Evidence of spatial embedding in the IPv4 router-level Internet network

Evidence of spatial embedding in the IPv4 router-level Internet network

Abstract

Much interest has been taken in understanding the global routing structure of the Internet, both to model and protect the current structures and to modify the structure to improve resilience. These studies rely on trace-routes and algorithmic inference to resolve individual IP addresses into connected routers, yielding a network of routers. Using WHOIS registries, parsing of DNS registries, as well as simple latency-based triangulation, these routers can often be geolocated to at least their country of origin, if not specific regions. In this work, we use node subgraph summary statistics to present evidence that the router-level (IPv4) network is spatially embedded, with the similarity (or dissimilarity) of a node from it’s neighbor strongly correlating with the attributes of other routers residing in the same country or region. We discuss these results in context of the recently proposed gravity models of the Internet, as well as the potential application to geolocation inferrence.

I Introduction

Due to the inherent decentralized structure of the global Internet, efforts to generate a comprehensive map of the Internet’s connectivity increasingly rely on brute force passive IP address targeting. To be specific, a computer attempts to query (or “ping”) a particular IP address multiple times, each time increasing the time-to-live counter (TTL), a number specifying the maximum unique routers to traverse before terminating. By performing this sequential procedure, the trajectory that would be taken between two routers is recorded. This is called a “traceroute.” By performing millions of traceroutes from different monitoring stations, the various connections between the routers visited can be deduced, and algorithms can be employed to resolve routers with multiple IP addresses (1), in the end providing a logical connectivity map of the Internet at the router level.
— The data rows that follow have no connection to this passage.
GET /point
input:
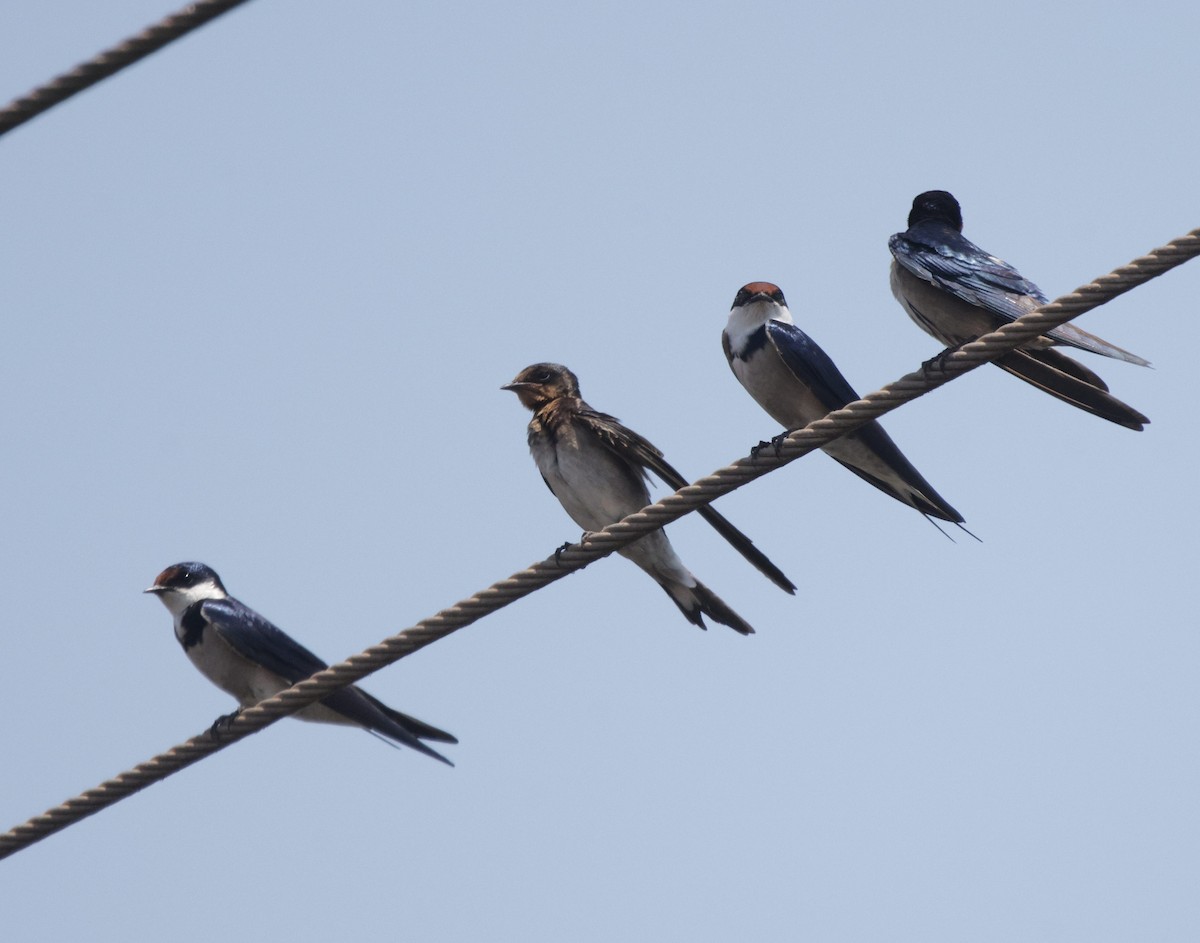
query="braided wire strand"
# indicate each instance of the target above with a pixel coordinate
(112, 60)
(606, 541)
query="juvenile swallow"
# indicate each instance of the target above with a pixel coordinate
(246, 656)
(598, 470)
(957, 292)
(796, 382)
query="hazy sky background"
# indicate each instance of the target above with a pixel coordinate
(261, 293)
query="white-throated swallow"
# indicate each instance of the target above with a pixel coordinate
(957, 292)
(249, 658)
(598, 470)
(796, 382)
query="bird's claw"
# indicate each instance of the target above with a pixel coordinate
(759, 448)
(937, 361)
(775, 443)
(221, 725)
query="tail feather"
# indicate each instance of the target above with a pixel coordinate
(1075, 336)
(743, 545)
(1066, 382)
(699, 600)
(411, 724)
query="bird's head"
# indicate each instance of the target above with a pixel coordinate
(185, 583)
(543, 383)
(936, 205)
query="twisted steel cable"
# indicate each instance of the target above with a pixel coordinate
(113, 60)
(498, 595)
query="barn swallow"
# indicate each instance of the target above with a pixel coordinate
(598, 470)
(796, 382)
(957, 292)
(246, 656)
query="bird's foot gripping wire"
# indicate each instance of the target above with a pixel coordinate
(583, 539)
(937, 361)
(775, 443)
(221, 725)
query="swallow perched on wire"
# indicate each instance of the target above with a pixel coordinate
(957, 292)
(796, 382)
(246, 656)
(598, 470)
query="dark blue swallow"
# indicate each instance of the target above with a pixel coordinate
(249, 658)
(957, 292)
(797, 383)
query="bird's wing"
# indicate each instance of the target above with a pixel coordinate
(259, 641)
(639, 451)
(955, 264)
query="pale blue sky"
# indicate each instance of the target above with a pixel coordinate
(262, 290)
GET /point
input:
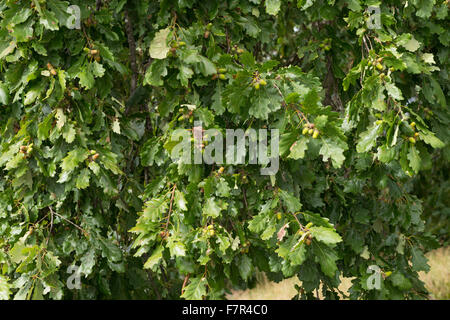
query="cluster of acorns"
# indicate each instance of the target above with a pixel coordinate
(93, 155)
(415, 137)
(209, 230)
(309, 236)
(377, 63)
(174, 46)
(207, 31)
(235, 49)
(308, 128)
(220, 74)
(257, 82)
(26, 150)
(51, 69)
(326, 44)
(93, 53)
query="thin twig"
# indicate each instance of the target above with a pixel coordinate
(132, 47)
(170, 207)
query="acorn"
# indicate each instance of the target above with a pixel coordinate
(315, 134)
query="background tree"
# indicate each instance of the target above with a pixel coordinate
(86, 117)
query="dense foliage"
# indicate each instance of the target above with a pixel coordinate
(86, 118)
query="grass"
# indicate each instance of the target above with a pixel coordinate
(437, 281)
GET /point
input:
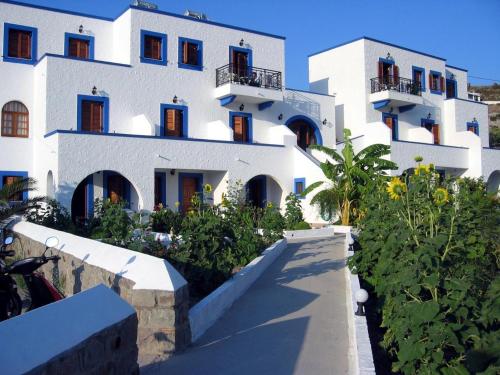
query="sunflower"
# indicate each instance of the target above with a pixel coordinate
(422, 170)
(396, 188)
(207, 188)
(441, 196)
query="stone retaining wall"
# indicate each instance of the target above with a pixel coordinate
(162, 314)
(93, 332)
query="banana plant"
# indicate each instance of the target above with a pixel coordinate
(348, 177)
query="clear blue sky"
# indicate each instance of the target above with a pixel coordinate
(465, 32)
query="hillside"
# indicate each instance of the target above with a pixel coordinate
(491, 93)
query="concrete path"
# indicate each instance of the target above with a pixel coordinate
(293, 320)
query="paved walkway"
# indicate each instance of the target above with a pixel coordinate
(291, 321)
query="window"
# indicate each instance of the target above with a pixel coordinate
(190, 54)
(436, 82)
(388, 72)
(93, 114)
(79, 46)
(418, 75)
(299, 187)
(451, 88)
(160, 190)
(19, 44)
(153, 48)
(174, 120)
(15, 120)
(431, 127)
(9, 178)
(392, 123)
(241, 123)
(473, 127)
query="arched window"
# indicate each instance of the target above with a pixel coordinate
(15, 120)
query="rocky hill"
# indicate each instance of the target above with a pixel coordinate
(491, 93)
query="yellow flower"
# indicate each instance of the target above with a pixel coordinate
(207, 188)
(396, 188)
(441, 196)
(422, 170)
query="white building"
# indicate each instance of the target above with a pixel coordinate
(151, 105)
(413, 101)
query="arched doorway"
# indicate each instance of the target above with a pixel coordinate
(263, 189)
(105, 185)
(493, 183)
(306, 131)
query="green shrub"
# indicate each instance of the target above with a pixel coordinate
(165, 220)
(204, 256)
(430, 253)
(293, 212)
(272, 223)
(52, 215)
(115, 226)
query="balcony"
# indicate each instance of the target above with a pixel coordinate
(395, 91)
(249, 84)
In addition to this map, a spatial map of the Internet can be achieved by using a variety of techniques to geolocate a router. Latency triangulation using multiple monitors can restrict the domain to a particular country or set of countries (2); (3); (4); (5). Parsing of DNS registries or entries in the WHOIS database often times yield hints to the country, region, or city specific references. Combining all of these tools with traceroutes has also been seen to be useful for geolocation inference (6). Though these tools are not always accurate, a course map can still be obtained for a large portion of the Internet at the router level.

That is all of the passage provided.